Poema para todos los candidatos
Cuando me expliquen bien. Cuando me expliquen bien y me convenzan, qué harán con los niños limpiavidrios, los jóvenes perdidos en reyertas, los vendedores de droga sin reservas, los abortos llamados clandestinos...

Viernes 25 de Marzo de 2011

Cuando me expliquen bien. Cuando me expliquen bien y me convenzan, qué harán con los niños limpiavidrios, los jóvenes perdidos en reyertas, los vendedores de droga sin reservas, los abortos llamados clandestinos... Cuando me expliquen bien y me convenzan, qué harán con los abuelos malogrados, con qué premura evitarán su muerte indigna, con qué fondos cubrirán tanta ignominia que los ve hundirse en el pantano... Cuando me expliquen bien y me convenzan, que la educación tendrá destino duradero, que la implementarán con sabia diligencia, con contenidos realmente valederos sin absurdos que las mentes tergiversan.

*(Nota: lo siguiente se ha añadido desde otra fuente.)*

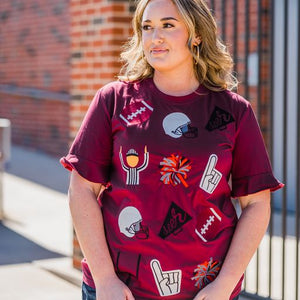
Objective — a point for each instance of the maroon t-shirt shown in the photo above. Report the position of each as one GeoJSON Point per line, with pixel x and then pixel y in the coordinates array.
{"type": "Point", "coordinates": [171, 165]}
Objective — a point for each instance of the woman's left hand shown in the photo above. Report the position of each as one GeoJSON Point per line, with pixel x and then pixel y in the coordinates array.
{"type": "Point", "coordinates": [213, 291]}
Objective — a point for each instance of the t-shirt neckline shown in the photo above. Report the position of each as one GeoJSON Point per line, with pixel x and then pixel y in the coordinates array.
{"type": "Point", "coordinates": [200, 91]}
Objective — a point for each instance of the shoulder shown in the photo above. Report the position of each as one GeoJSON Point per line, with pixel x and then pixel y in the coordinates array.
{"type": "Point", "coordinates": [232, 102]}
{"type": "Point", "coordinates": [116, 87]}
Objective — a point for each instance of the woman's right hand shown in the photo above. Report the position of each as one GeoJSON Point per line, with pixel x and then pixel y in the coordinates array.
{"type": "Point", "coordinates": [113, 289]}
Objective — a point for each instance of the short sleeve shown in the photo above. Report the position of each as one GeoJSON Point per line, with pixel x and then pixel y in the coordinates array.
{"type": "Point", "coordinates": [90, 153]}
{"type": "Point", "coordinates": [251, 168]}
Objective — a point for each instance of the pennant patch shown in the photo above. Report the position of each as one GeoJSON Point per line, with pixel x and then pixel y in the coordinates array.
{"type": "Point", "coordinates": [219, 119]}
{"type": "Point", "coordinates": [174, 221]}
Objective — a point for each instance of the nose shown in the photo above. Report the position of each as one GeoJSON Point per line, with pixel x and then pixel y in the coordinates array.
{"type": "Point", "coordinates": [157, 35]}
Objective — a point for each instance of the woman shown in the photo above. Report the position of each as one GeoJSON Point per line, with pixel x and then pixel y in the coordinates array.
{"type": "Point", "coordinates": [163, 151]}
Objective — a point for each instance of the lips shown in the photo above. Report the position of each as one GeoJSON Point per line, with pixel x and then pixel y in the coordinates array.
{"type": "Point", "coordinates": [158, 51]}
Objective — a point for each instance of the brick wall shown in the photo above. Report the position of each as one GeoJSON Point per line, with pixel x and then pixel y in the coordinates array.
{"type": "Point", "coordinates": [258, 27]}
{"type": "Point", "coordinates": [35, 72]}
{"type": "Point", "coordinates": [98, 30]}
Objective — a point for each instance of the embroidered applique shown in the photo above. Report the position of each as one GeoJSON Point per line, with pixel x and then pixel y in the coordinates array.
{"type": "Point", "coordinates": [136, 113]}
{"type": "Point", "coordinates": [174, 170]}
{"type": "Point", "coordinates": [211, 176]}
{"type": "Point", "coordinates": [130, 223]}
{"type": "Point", "coordinates": [174, 221]}
{"type": "Point", "coordinates": [178, 124]}
{"type": "Point", "coordinates": [219, 119]}
{"type": "Point", "coordinates": [206, 273]}
{"type": "Point", "coordinates": [208, 224]}
{"type": "Point", "coordinates": [132, 169]}
{"type": "Point", "coordinates": [168, 282]}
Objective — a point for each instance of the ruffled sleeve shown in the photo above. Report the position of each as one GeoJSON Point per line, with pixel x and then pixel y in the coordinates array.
{"type": "Point", "coordinates": [251, 168]}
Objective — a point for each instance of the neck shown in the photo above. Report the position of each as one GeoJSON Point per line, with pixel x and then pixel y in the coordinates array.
{"type": "Point", "coordinates": [175, 85]}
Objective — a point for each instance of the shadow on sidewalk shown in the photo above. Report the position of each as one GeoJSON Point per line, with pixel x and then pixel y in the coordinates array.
{"type": "Point", "coordinates": [38, 167]}
{"type": "Point", "coordinates": [15, 249]}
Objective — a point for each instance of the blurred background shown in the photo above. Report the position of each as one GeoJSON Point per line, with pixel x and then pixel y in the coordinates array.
{"type": "Point", "coordinates": [54, 56]}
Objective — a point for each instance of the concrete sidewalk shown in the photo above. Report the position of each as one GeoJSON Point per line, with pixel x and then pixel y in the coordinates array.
{"type": "Point", "coordinates": [36, 233]}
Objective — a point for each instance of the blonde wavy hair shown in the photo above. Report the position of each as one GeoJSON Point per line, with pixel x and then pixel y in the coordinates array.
{"type": "Point", "coordinates": [212, 62]}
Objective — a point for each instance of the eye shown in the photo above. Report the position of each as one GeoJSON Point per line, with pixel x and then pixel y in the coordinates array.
{"type": "Point", "coordinates": [146, 27]}
{"type": "Point", "coordinates": [168, 25]}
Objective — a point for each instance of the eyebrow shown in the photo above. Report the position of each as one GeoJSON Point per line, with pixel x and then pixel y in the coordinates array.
{"type": "Point", "coordinates": [163, 19]}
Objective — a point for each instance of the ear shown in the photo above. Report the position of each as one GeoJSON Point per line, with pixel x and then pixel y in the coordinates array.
{"type": "Point", "coordinates": [197, 41]}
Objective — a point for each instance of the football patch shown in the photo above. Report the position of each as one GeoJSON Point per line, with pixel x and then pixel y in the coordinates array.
{"type": "Point", "coordinates": [208, 224]}
{"type": "Point", "coordinates": [136, 113]}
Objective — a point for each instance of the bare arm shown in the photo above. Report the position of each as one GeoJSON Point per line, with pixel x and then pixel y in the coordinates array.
{"type": "Point", "coordinates": [88, 224]}
{"type": "Point", "coordinates": [250, 230]}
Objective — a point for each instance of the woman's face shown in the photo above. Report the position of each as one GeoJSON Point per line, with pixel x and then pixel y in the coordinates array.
{"type": "Point", "coordinates": [164, 38]}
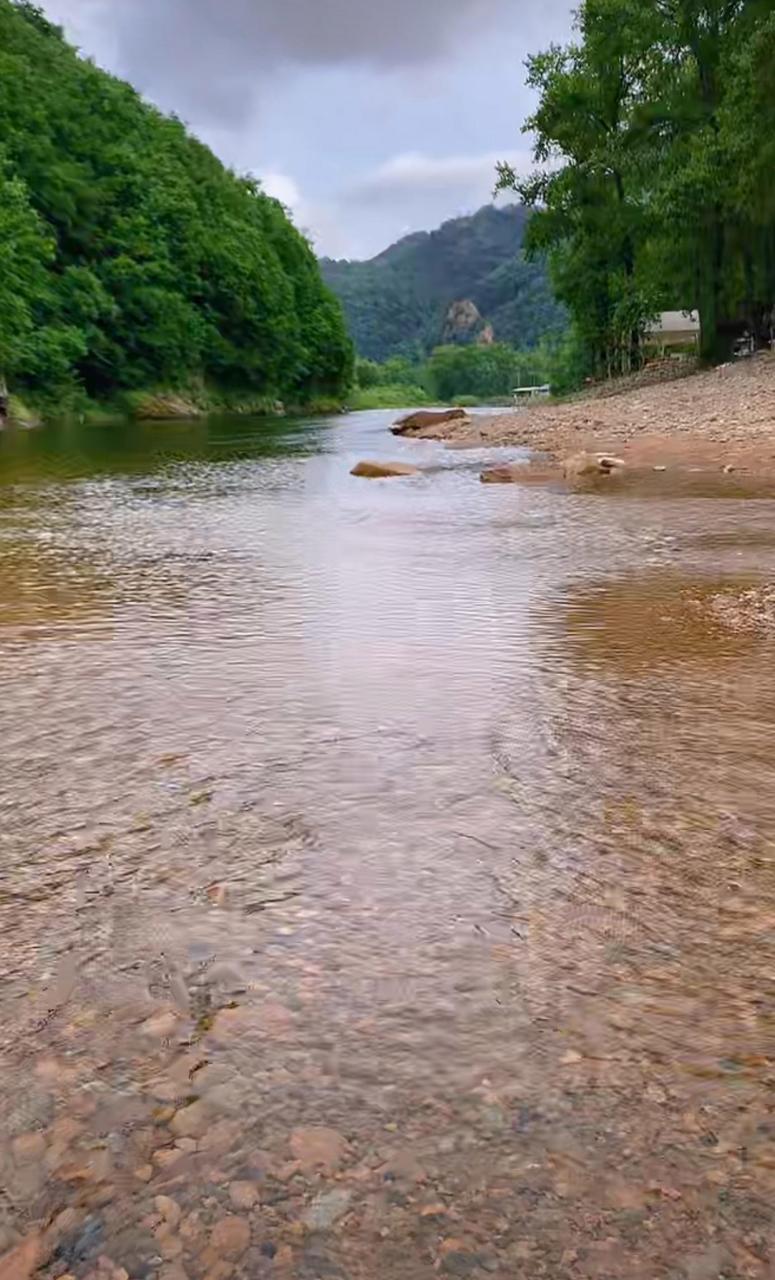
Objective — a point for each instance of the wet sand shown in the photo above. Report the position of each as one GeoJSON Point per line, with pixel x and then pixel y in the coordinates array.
{"type": "Point", "coordinates": [387, 871]}
{"type": "Point", "coordinates": [709, 420]}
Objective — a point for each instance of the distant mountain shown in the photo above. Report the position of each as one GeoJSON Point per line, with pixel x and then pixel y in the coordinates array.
{"type": "Point", "coordinates": [465, 282]}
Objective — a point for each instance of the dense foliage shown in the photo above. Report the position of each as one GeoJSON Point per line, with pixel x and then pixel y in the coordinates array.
{"type": "Point", "coordinates": [474, 374]}
{"type": "Point", "coordinates": [399, 302]}
{"type": "Point", "coordinates": [130, 256]}
{"type": "Point", "coordinates": [655, 137]}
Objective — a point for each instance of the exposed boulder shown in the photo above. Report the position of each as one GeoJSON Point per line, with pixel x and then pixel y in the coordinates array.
{"type": "Point", "coordinates": [383, 470]}
{"type": "Point", "coordinates": [425, 417]}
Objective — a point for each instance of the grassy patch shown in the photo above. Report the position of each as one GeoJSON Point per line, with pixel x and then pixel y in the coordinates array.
{"type": "Point", "coordinates": [397, 396]}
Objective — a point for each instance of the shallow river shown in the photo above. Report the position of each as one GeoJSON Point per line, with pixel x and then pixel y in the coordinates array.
{"type": "Point", "coordinates": [387, 869]}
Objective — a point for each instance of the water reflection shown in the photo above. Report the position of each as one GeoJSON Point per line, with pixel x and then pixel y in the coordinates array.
{"type": "Point", "coordinates": [386, 872]}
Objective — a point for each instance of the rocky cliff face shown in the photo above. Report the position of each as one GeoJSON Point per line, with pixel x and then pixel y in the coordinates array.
{"type": "Point", "coordinates": [463, 323]}
{"type": "Point", "coordinates": [447, 286]}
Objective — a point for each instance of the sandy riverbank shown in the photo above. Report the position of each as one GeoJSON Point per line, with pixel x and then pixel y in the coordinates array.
{"type": "Point", "coordinates": [723, 416]}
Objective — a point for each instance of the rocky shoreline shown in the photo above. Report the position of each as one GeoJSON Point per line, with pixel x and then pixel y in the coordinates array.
{"type": "Point", "coordinates": [719, 417]}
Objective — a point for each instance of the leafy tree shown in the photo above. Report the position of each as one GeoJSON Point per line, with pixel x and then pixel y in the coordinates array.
{"type": "Point", "coordinates": [652, 188]}
{"type": "Point", "coordinates": [142, 260]}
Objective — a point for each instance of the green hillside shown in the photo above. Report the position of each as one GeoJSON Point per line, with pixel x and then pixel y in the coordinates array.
{"type": "Point", "coordinates": [130, 257]}
{"type": "Point", "coordinates": [399, 302]}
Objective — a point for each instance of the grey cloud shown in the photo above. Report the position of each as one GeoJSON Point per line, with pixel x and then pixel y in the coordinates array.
{"type": "Point", "coordinates": [209, 55]}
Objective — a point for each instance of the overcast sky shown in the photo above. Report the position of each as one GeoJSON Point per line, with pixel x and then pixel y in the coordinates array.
{"type": "Point", "coordinates": [368, 118]}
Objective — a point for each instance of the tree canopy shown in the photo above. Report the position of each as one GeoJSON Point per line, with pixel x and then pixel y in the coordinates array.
{"type": "Point", "coordinates": [655, 146]}
{"type": "Point", "coordinates": [130, 256]}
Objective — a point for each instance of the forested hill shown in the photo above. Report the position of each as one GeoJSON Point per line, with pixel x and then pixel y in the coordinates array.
{"type": "Point", "coordinates": [399, 302]}
{"type": "Point", "coordinates": [130, 256]}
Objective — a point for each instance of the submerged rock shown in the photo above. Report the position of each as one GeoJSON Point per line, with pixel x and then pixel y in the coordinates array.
{"type": "Point", "coordinates": [519, 472]}
{"type": "Point", "coordinates": [327, 1208]}
{"type": "Point", "coordinates": [587, 466]}
{"type": "Point", "coordinates": [424, 417]}
{"type": "Point", "coordinates": [383, 470]}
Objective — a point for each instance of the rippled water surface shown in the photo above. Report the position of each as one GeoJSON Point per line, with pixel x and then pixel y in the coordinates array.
{"type": "Point", "coordinates": [387, 869]}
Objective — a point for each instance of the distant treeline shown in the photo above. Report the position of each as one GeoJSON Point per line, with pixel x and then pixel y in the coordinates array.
{"type": "Point", "coordinates": [478, 374]}
{"type": "Point", "coordinates": [656, 150]}
{"type": "Point", "coordinates": [130, 256]}
{"type": "Point", "coordinates": [399, 302]}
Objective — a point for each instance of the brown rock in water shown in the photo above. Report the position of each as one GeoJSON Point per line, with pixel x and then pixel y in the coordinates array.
{"type": "Point", "coordinates": [587, 466]}
{"type": "Point", "coordinates": [231, 1237]}
{"type": "Point", "coordinates": [507, 472]}
{"type": "Point", "coordinates": [318, 1147]}
{"type": "Point", "coordinates": [383, 470]}
{"type": "Point", "coordinates": [423, 417]}
{"type": "Point", "coordinates": [23, 1260]}
{"type": "Point", "coordinates": [519, 472]}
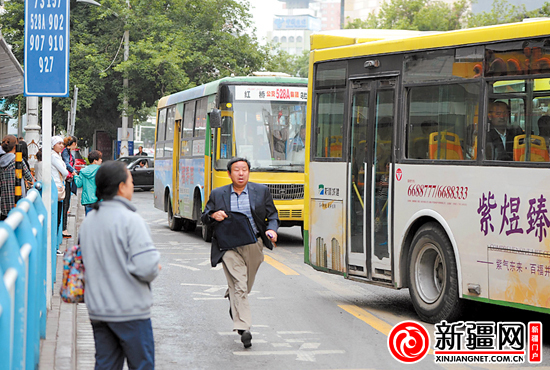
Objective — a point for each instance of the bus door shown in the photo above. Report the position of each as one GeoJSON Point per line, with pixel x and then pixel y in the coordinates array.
{"type": "Point", "coordinates": [372, 117]}
{"type": "Point", "coordinates": [176, 168]}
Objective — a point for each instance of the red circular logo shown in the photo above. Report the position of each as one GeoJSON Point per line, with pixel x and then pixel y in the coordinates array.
{"type": "Point", "coordinates": [399, 174]}
{"type": "Point", "coordinates": [409, 342]}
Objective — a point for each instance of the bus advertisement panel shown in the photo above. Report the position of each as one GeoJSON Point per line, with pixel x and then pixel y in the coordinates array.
{"type": "Point", "coordinates": [429, 163]}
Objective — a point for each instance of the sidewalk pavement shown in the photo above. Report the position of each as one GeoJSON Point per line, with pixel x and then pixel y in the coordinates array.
{"type": "Point", "coordinates": [69, 343]}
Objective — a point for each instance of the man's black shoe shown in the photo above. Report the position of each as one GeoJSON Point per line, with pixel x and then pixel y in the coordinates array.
{"type": "Point", "coordinates": [246, 338]}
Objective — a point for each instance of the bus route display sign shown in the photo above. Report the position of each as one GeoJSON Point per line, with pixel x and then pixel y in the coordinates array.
{"type": "Point", "coordinates": [47, 48]}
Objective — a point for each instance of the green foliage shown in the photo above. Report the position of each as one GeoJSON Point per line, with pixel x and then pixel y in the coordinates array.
{"type": "Point", "coordinates": [501, 12]}
{"type": "Point", "coordinates": [281, 61]}
{"type": "Point", "coordinates": [174, 45]}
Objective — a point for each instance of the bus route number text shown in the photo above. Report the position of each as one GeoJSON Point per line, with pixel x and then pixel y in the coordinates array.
{"type": "Point", "coordinates": [438, 191]}
{"type": "Point", "coordinates": [51, 43]}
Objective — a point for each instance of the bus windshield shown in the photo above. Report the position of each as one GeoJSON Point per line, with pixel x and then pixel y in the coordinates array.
{"type": "Point", "coordinates": [269, 133]}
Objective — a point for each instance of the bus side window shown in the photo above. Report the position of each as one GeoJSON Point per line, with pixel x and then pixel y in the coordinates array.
{"type": "Point", "coordinates": [329, 123]}
{"type": "Point", "coordinates": [442, 121]}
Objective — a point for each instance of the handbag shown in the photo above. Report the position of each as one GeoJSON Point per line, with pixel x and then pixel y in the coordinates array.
{"type": "Point", "coordinates": [61, 191]}
{"type": "Point", "coordinates": [235, 231]}
{"type": "Point", "coordinates": [72, 288]}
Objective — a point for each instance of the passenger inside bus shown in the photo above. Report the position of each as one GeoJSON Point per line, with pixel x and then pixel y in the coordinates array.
{"type": "Point", "coordinates": [544, 129]}
{"type": "Point", "coordinates": [500, 137]}
{"type": "Point", "coordinates": [420, 145]}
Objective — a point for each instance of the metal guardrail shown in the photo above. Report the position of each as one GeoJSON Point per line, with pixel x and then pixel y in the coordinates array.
{"type": "Point", "coordinates": [23, 273]}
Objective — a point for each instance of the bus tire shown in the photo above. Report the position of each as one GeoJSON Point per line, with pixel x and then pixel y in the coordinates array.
{"type": "Point", "coordinates": [173, 222]}
{"type": "Point", "coordinates": [189, 225]}
{"type": "Point", "coordinates": [206, 233]}
{"type": "Point", "coordinates": [433, 278]}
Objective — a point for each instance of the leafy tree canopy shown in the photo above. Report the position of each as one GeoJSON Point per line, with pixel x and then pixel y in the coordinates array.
{"type": "Point", "coordinates": [426, 15]}
{"type": "Point", "coordinates": [174, 45]}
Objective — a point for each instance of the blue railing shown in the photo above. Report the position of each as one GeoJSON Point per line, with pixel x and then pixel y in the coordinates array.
{"type": "Point", "coordinates": [23, 283]}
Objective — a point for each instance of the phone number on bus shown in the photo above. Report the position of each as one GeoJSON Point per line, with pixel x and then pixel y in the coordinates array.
{"type": "Point", "coordinates": [438, 191]}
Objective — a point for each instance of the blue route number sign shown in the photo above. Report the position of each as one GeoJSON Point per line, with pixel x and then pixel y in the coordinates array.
{"type": "Point", "coordinates": [47, 48]}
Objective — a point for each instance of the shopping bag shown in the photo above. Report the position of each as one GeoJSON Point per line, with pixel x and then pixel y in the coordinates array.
{"type": "Point", "coordinates": [72, 288]}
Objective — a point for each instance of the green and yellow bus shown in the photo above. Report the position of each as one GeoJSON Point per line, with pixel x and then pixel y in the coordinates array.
{"type": "Point", "coordinates": [259, 117]}
{"type": "Point", "coordinates": [414, 179]}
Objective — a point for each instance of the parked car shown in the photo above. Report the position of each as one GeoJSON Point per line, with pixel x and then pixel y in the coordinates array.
{"type": "Point", "coordinates": [142, 169]}
{"type": "Point", "coordinates": [79, 162]}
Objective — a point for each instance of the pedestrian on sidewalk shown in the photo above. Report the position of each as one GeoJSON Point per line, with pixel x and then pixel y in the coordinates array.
{"type": "Point", "coordinates": [121, 262]}
{"type": "Point", "coordinates": [241, 262]}
{"type": "Point", "coordinates": [7, 176]}
{"type": "Point", "coordinates": [59, 174]}
{"type": "Point", "coordinates": [68, 158]}
{"type": "Point", "coordinates": [86, 180]}
{"type": "Point", "coordinates": [38, 166]}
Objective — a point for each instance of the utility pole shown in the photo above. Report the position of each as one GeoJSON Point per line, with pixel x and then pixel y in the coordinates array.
{"type": "Point", "coordinates": [124, 139]}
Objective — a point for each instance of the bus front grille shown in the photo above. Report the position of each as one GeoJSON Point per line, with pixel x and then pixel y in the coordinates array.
{"type": "Point", "coordinates": [286, 191]}
{"type": "Point", "coordinates": [288, 214]}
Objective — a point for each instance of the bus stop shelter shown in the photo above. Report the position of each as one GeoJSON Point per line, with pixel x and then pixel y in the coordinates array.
{"type": "Point", "coordinates": [11, 79]}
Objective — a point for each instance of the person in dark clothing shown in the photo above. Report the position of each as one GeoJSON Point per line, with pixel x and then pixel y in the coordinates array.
{"type": "Point", "coordinates": [24, 150]}
{"type": "Point", "coordinates": [8, 179]}
{"type": "Point", "coordinates": [241, 263]}
{"type": "Point", "coordinates": [500, 137]}
{"type": "Point", "coordinates": [68, 158]}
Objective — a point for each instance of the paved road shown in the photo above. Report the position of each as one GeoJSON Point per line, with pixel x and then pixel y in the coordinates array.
{"type": "Point", "coordinates": [302, 319]}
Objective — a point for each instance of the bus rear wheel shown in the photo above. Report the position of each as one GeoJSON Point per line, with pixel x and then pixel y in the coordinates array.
{"type": "Point", "coordinates": [173, 222]}
{"type": "Point", "coordinates": [433, 278]}
{"type": "Point", "coordinates": [189, 225]}
{"type": "Point", "coordinates": [206, 233]}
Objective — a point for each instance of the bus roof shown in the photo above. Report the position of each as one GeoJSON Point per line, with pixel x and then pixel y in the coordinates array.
{"type": "Point", "coordinates": [422, 41]}
{"type": "Point", "coordinates": [331, 39]}
{"type": "Point", "coordinates": [212, 87]}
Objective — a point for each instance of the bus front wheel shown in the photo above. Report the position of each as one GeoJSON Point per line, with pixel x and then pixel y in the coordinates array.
{"type": "Point", "coordinates": [173, 222]}
{"type": "Point", "coordinates": [433, 279]}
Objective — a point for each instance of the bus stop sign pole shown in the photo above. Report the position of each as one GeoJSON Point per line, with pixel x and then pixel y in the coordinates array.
{"type": "Point", "coordinates": [47, 76]}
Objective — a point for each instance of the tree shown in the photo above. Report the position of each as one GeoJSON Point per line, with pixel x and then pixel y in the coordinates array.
{"type": "Point", "coordinates": [174, 45]}
{"type": "Point", "coordinates": [282, 61]}
{"type": "Point", "coordinates": [501, 12]}
{"type": "Point", "coordinates": [421, 15]}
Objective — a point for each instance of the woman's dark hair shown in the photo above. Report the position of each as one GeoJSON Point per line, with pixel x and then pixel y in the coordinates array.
{"type": "Point", "coordinates": [235, 160]}
{"type": "Point", "coordinates": [69, 140]}
{"type": "Point", "coordinates": [107, 179]}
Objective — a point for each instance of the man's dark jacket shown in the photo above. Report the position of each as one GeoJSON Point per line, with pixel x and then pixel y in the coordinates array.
{"type": "Point", "coordinates": [263, 210]}
{"type": "Point", "coordinates": [495, 148]}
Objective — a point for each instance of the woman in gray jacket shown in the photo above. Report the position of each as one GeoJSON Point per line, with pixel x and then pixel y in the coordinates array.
{"type": "Point", "coordinates": [121, 262]}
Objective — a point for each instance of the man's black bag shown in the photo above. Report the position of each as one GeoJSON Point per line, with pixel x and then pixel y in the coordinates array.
{"type": "Point", "coordinates": [235, 231]}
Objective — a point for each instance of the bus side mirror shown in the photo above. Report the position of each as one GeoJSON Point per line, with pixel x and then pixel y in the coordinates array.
{"type": "Point", "coordinates": [215, 117]}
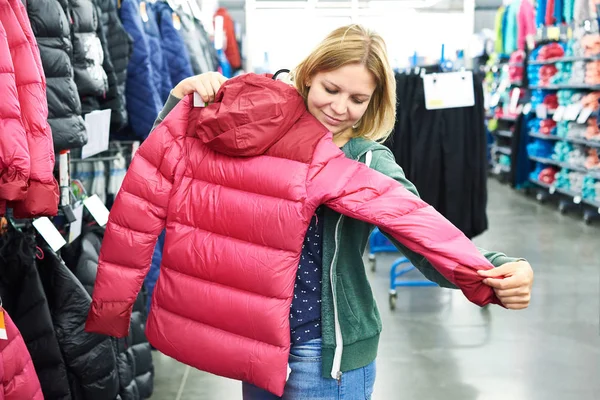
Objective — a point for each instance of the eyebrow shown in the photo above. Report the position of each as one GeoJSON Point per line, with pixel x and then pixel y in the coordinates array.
{"type": "Point", "coordinates": [354, 94]}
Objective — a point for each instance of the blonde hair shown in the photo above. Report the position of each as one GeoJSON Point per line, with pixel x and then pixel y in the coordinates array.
{"type": "Point", "coordinates": [354, 44]}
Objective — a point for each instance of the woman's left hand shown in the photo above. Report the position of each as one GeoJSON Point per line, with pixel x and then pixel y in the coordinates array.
{"type": "Point", "coordinates": [514, 289]}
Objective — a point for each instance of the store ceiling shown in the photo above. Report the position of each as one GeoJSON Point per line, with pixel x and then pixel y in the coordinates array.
{"type": "Point", "coordinates": [448, 5]}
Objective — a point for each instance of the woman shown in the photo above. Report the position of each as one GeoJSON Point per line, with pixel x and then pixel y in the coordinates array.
{"type": "Point", "coordinates": [348, 86]}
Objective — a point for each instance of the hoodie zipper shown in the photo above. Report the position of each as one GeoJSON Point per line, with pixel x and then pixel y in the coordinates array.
{"type": "Point", "coordinates": [336, 372]}
{"type": "Point", "coordinates": [336, 369]}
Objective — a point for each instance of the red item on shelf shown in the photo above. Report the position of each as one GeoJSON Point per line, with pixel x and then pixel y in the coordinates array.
{"type": "Point", "coordinates": [547, 125]}
{"type": "Point", "coordinates": [548, 175]}
{"type": "Point", "coordinates": [550, 51]}
{"type": "Point", "coordinates": [551, 101]}
{"type": "Point", "coordinates": [546, 73]}
{"type": "Point", "coordinates": [516, 69]}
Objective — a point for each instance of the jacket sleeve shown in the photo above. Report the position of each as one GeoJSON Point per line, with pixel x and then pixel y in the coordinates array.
{"type": "Point", "coordinates": [384, 162]}
{"type": "Point", "coordinates": [170, 104]}
{"type": "Point", "coordinates": [355, 190]}
{"type": "Point", "coordinates": [14, 155]}
{"type": "Point", "coordinates": [136, 219]}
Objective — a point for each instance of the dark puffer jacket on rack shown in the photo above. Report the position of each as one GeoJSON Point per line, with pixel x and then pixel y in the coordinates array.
{"type": "Point", "coordinates": [52, 30]}
{"type": "Point", "coordinates": [91, 103]}
{"type": "Point", "coordinates": [134, 355]}
{"type": "Point", "coordinates": [24, 299]}
{"type": "Point", "coordinates": [90, 358]}
{"type": "Point", "coordinates": [118, 46]}
{"type": "Point", "coordinates": [88, 55]}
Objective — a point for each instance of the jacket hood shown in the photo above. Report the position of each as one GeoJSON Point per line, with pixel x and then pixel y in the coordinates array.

Cuando me expliquen bien y me convenzan, que la salud no será un recitado que las vacunas se pondrán a todos siempre, que las leyes aprobarán lo reclamado a través de formulados eficientes. Cuando me expliquen bien y me convenzan, que el dinero que se gasta cotidiano es tal cual lo vemos en las vidrieras, es tal cual como pagamos de contado no como cuenta un Indec que nos subleva. Cuando me expliquen bien y me convenzan, que los corruptos estarán bien encerrados que de verdad gobernarán con transparencia que las coimas serán cosas del pasado y el paco derrotado con sapiencia. Cuando me expliquen bien y me convenzan, que el policía será ese hombre honrado que se ha ganado nuevamente la confianza, que es el que encierra al hombre que ha robado y no el cómplice de aquel que paga fianza. Cuando me expliquen bien y me convenzan, que los jueces administrarán justicia con equidad, con respeto, sin hartazgo, encerrando por siempre a los malvados evitando libertad por impericia. Cuando me expliquen bien y me convenzan que el pueblo podrá gozar la entrega del elegido de turno, nuestro empleado, que no usará la soberbia de bandera, y enfrentará los problemas a nuestro lado. Recién entonces decidiré mi voto que es sagrado. Aún necesito creer en los decentes que "proyecten" un futuro no lejano, como lo hicieron por la patria los creyentes, por allá, un lluvioso mes de mayo.